Grund hierfür ist der Umstand, dass (auch) dem BFH zwar das Recht zusteht, die Verfassungsmäßigkeit eines Gesetzes zu prüfen, nicht jedoch, dieses ggf. wegen Verfassungswidrigkeit zu verwerfen. Dieses Recht steht allein dem BVerfG zu.
Hinweis
1. Aus der Lektüre von Heft 4/2001 der BFH-PR und dort der Seiten 120 bis 122 wissen Sie es bereits: Der BFH hat beträchtliche Bedenken daran, dass die ersatzlose Streichung von § 12 Abs. 2 Satz 4 UmwStG 1995 durch das Gesetz zur Fortsetzung der Unternehmenssteuerreform vom 29.10.1997 (BGBl I 1997, 2590) in formal verfassungsmäßiger Weise zustande gekommen ist. Grund hierfür ist der Umstand, dass das parlamentarische Initiativrecht unterlaufen worden sein könnte, stammte die "Idee", die besagte Vorschrift zu streichen doch nicht aus dem Bundestag als dem eigentlichen parlamentarischen Gesetzgeber, sondern wurde sie stattdessen im Vermittlungsausschuss"geboren".

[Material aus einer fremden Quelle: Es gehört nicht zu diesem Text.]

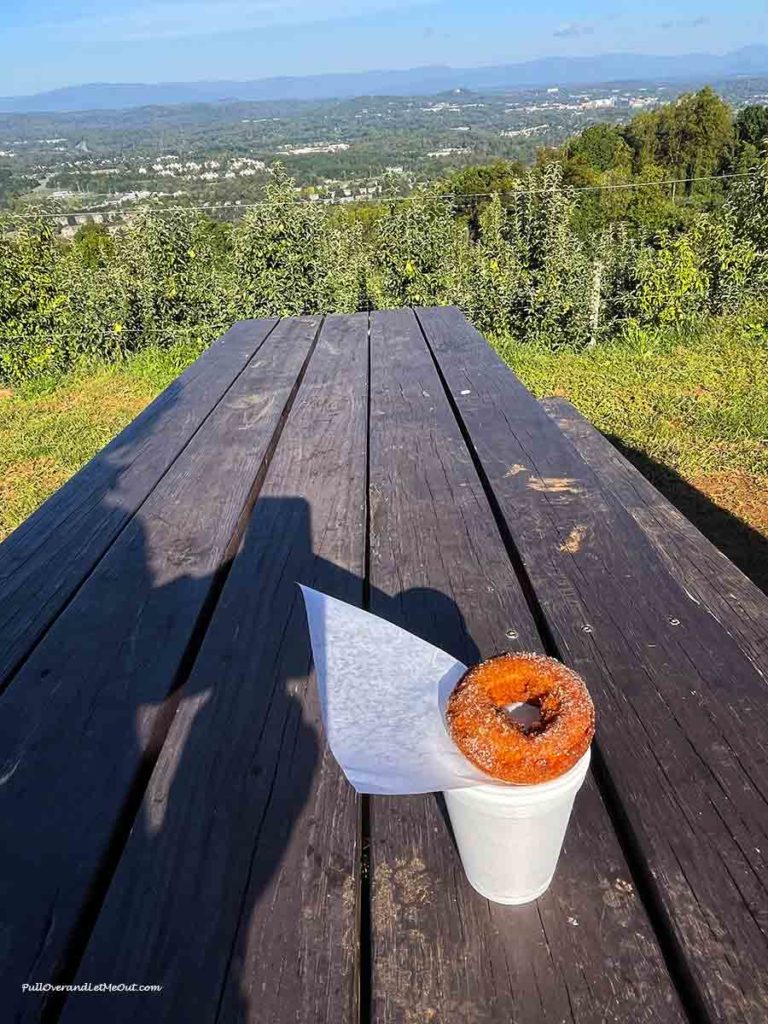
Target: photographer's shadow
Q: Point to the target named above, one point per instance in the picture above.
(248, 828)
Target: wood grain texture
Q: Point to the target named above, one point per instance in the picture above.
(713, 580)
(239, 888)
(438, 567)
(87, 710)
(682, 712)
(52, 552)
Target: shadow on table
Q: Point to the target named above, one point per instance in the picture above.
(212, 844)
(744, 546)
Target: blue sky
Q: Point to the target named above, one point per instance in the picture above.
(48, 43)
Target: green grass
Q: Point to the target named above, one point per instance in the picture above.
(49, 431)
(699, 406)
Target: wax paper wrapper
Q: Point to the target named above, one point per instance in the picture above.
(383, 693)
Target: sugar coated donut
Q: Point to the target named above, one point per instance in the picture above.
(494, 741)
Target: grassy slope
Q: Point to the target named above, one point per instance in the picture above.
(46, 436)
(693, 417)
(699, 409)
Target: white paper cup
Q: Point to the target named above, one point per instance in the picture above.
(509, 837)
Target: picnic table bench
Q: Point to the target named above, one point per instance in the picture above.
(170, 812)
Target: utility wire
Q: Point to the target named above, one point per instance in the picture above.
(235, 207)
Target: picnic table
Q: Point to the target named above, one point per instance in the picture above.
(171, 814)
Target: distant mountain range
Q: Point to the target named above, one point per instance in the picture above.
(417, 81)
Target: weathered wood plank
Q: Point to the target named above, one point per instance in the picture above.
(682, 712)
(440, 952)
(85, 717)
(738, 605)
(50, 554)
(239, 887)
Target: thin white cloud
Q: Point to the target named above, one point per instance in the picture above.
(686, 23)
(206, 17)
(572, 30)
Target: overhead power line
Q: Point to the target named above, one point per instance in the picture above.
(235, 207)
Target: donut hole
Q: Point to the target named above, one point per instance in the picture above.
(527, 715)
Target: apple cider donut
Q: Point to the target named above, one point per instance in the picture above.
(486, 734)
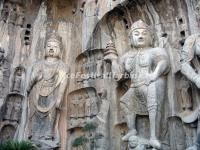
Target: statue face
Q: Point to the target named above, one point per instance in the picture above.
(52, 49)
(133, 142)
(141, 38)
(197, 9)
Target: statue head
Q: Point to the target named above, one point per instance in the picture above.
(197, 9)
(18, 71)
(2, 53)
(133, 142)
(140, 35)
(53, 46)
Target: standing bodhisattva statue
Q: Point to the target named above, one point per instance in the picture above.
(147, 67)
(46, 89)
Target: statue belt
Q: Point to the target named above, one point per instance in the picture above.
(137, 84)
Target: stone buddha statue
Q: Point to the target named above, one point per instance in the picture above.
(46, 89)
(147, 67)
(190, 68)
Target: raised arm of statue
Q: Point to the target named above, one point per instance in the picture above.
(36, 75)
(62, 88)
(162, 63)
(187, 56)
(110, 54)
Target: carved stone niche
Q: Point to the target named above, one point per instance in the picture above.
(82, 107)
(5, 12)
(7, 131)
(12, 108)
(17, 81)
(90, 66)
(177, 135)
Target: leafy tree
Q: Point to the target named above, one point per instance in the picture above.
(89, 128)
(16, 145)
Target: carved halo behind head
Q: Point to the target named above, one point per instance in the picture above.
(137, 26)
(54, 37)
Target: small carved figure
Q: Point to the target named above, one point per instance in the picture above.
(87, 106)
(13, 16)
(81, 107)
(5, 13)
(84, 69)
(17, 110)
(1, 70)
(185, 95)
(20, 19)
(73, 113)
(99, 67)
(190, 67)
(17, 81)
(8, 110)
(46, 89)
(104, 107)
(94, 107)
(147, 66)
(137, 143)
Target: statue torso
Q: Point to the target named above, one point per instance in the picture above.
(138, 64)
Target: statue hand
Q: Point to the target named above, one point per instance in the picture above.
(58, 105)
(197, 81)
(150, 78)
(40, 76)
(110, 57)
(110, 53)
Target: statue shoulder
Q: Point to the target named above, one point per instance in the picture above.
(189, 42)
(126, 55)
(37, 65)
(159, 51)
(64, 67)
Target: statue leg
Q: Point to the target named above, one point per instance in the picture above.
(152, 105)
(126, 106)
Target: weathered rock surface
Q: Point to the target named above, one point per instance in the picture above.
(87, 111)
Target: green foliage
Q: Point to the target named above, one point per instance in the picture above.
(15, 145)
(89, 127)
(80, 141)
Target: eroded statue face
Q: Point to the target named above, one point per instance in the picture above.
(133, 142)
(197, 9)
(141, 38)
(52, 49)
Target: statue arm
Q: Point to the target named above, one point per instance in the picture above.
(62, 88)
(162, 65)
(117, 69)
(187, 54)
(189, 72)
(36, 75)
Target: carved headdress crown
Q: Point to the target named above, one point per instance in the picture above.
(54, 37)
(139, 25)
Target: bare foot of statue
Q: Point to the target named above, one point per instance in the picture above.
(155, 143)
(130, 133)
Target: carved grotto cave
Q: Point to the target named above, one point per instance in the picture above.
(100, 75)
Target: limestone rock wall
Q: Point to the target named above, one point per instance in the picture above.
(86, 26)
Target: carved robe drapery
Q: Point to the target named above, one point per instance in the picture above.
(43, 102)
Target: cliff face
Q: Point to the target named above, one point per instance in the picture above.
(90, 115)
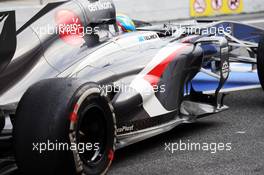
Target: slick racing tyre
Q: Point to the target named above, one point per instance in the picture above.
(2, 122)
(64, 126)
(260, 62)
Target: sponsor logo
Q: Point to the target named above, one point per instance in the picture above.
(97, 6)
(125, 129)
(2, 22)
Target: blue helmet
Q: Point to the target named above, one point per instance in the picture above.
(125, 23)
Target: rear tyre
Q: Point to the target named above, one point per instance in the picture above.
(66, 112)
(260, 62)
(2, 122)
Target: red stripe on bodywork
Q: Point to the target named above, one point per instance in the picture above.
(155, 74)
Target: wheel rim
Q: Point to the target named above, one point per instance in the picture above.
(91, 131)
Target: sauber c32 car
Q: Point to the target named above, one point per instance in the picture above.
(106, 89)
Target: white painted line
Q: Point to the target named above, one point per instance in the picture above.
(235, 89)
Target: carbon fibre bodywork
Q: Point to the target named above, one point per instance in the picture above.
(132, 65)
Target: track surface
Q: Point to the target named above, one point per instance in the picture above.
(242, 126)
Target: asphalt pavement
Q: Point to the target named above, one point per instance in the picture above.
(242, 126)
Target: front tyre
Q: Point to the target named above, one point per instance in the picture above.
(260, 62)
(64, 126)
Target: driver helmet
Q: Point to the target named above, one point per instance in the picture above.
(125, 23)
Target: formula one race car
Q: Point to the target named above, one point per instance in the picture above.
(76, 88)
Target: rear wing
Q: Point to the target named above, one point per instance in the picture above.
(8, 39)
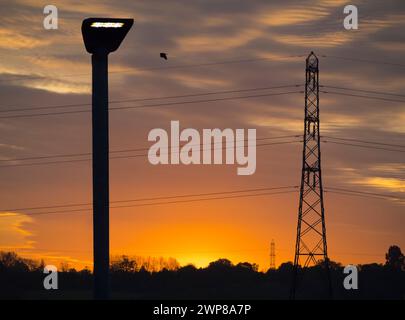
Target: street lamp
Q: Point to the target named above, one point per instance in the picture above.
(101, 36)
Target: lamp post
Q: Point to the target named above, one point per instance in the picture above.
(101, 36)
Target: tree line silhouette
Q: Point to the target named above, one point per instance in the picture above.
(159, 278)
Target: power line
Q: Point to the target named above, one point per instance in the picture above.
(158, 203)
(134, 150)
(337, 190)
(182, 66)
(29, 108)
(364, 60)
(362, 146)
(364, 91)
(152, 105)
(340, 189)
(365, 141)
(363, 96)
(127, 156)
(354, 194)
(188, 195)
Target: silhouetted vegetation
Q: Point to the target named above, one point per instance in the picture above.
(158, 278)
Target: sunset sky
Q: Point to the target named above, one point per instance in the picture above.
(212, 46)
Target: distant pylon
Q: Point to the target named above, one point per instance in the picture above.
(272, 255)
(310, 247)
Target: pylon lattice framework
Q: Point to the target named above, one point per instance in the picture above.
(311, 246)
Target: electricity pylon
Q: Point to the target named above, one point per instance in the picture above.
(272, 255)
(311, 247)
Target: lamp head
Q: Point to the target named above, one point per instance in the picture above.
(104, 35)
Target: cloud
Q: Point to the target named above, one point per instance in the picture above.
(14, 233)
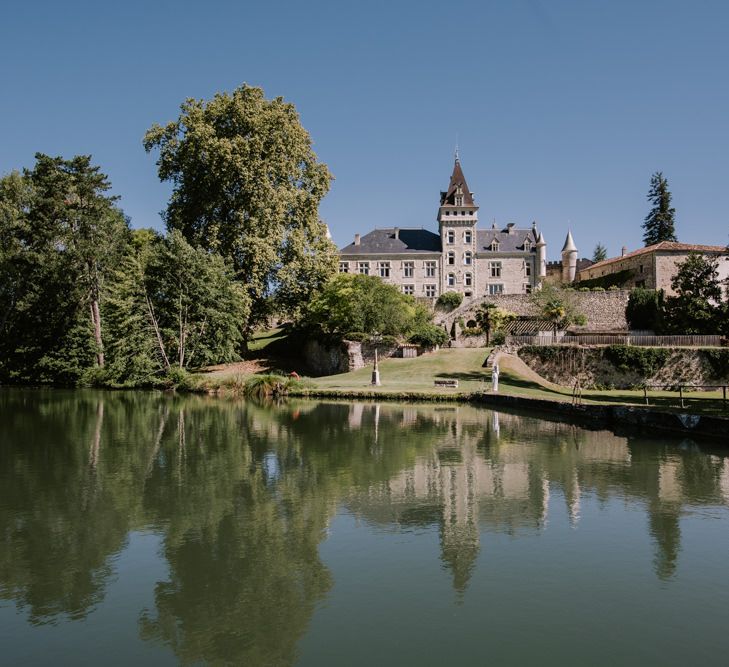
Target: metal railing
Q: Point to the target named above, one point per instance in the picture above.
(611, 339)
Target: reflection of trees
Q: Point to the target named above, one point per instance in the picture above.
(63, 508)
(243, 496)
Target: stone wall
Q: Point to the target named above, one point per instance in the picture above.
(605, 311)
(342, 357)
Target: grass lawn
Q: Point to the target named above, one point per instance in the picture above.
(466, 366)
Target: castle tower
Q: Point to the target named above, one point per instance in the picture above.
(457, 218)
(541, 257)
(569, 260)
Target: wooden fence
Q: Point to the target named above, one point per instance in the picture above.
(606, 339)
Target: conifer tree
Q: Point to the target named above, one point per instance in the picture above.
(600, 253)
(659, 224)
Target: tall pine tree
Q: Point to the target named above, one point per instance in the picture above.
(659, 224)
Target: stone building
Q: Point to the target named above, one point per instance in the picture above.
(460, 257)
(653, 267)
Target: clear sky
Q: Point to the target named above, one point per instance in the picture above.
(562, 108)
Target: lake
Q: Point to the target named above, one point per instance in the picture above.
(151, 529)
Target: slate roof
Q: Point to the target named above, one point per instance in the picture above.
(457, 179)
(663, 246)
(383, 242)
(513, 242)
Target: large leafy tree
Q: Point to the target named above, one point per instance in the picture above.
(247, 184)
(61, 235)
(697, 307)
(171, 306)
(558, 306)
(365, 304)
(659, 224)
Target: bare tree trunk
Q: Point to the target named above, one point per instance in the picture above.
(155, 326)
(96, 320)
(96, 314)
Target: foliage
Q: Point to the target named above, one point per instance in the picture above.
(247, 184)
(697, 307)
(355, 302)
(659, 224)
(599, 254)
(61, 235)
(612, 280)
(449, 300)
(558, 306)
(718, 360)
(645, 310)
(429, 335)
(645, 361)
(491, 318)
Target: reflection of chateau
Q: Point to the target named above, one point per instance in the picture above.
(493, 472)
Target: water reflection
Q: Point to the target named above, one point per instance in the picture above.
(243, 496)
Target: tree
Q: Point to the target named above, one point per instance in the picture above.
(659, 224)
(645, 310)
(558, 306)
(247, 185)
(61, 235)
(366, 304)
(599, 254)
(697, 307)
(491, 318)
(171, 305)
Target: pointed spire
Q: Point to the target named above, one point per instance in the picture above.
(458, 186)
(569, 244)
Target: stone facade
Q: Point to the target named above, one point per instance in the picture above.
(654, 267)
(460, 258)
(605, 311)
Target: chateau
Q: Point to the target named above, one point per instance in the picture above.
(460, 257)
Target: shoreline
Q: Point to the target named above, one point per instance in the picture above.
(596, 415)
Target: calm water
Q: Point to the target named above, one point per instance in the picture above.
(148, 529)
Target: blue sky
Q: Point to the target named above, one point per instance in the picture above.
(562, 108)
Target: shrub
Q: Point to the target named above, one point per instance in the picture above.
(644, 309)
(718, 360)
(429, 335)
(449, 300)
(499, 337)
(472, 331)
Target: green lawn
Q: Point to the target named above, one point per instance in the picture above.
(408, 375)
(466, 365)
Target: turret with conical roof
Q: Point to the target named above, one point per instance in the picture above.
(569, 259)
(541, 256)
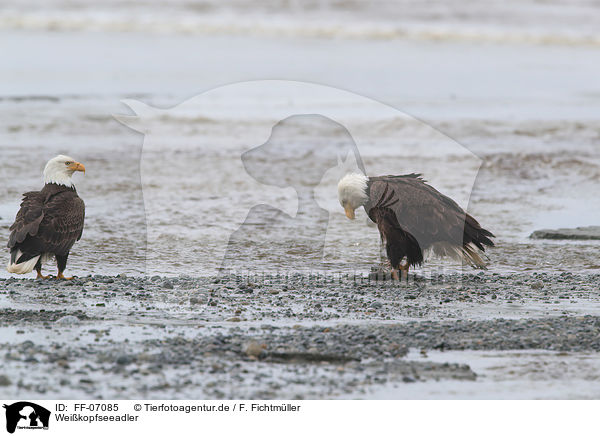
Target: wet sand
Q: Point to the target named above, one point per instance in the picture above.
(301, 336)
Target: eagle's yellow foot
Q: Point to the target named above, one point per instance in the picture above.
(404, 271)
(61, 277)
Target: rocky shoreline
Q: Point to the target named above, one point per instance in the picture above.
(277, 336)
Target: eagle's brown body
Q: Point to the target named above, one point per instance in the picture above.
(412, 217)
(48, 224)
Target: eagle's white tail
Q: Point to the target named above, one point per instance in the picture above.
(23, 267)
(468, 254)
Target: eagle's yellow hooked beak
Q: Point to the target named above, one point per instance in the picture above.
(76, 166)
(349, 212)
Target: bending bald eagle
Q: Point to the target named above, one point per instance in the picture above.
(412, 217)
(49, 221)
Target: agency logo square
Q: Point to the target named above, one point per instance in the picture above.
(24, 415)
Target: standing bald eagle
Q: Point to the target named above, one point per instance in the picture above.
(412, 217)
(49, 221)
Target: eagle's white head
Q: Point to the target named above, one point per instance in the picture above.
(59, 170)
(352, 192)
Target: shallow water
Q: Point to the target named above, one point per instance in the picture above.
(497, 109)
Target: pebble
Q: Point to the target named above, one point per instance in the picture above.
(68, 320)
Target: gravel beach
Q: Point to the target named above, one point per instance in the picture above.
(295, 336)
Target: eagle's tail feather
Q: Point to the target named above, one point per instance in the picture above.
(467, 254)
(24, 267)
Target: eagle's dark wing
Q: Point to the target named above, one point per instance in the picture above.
(429, 216)
(62, 225)
(28, 218)
(48, 222)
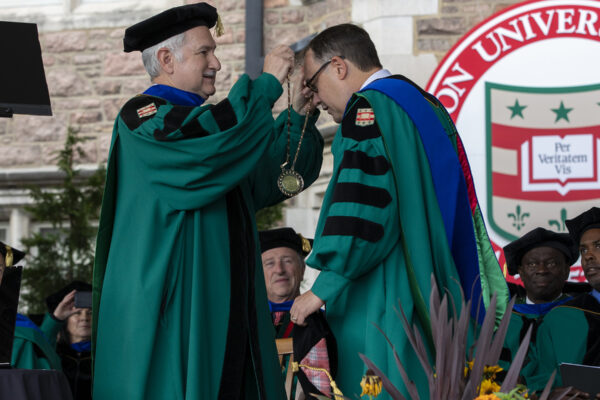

Wegen dieser Bedenken beabsichtigte der BFH, die Regelung gem. Art. 100 Abs. 1 GG auf den Prüfstand des BVerfG zu stellen, und forderte deshalb durch Beschluss vom 29.11.2000, I R 38/99 vorab das BMF zum Verfahrensbeitritt auf. Alle Einzelheiten dazu und zu den steuerlichen Auswirkungen auf Verschmelzungsvorgänge entnehmen Sie bitte den Praxis-Hinweisen zu diesem Beschluss in BFH-PR 2001, 120. Neues dazu gibt es nicht zu sagen.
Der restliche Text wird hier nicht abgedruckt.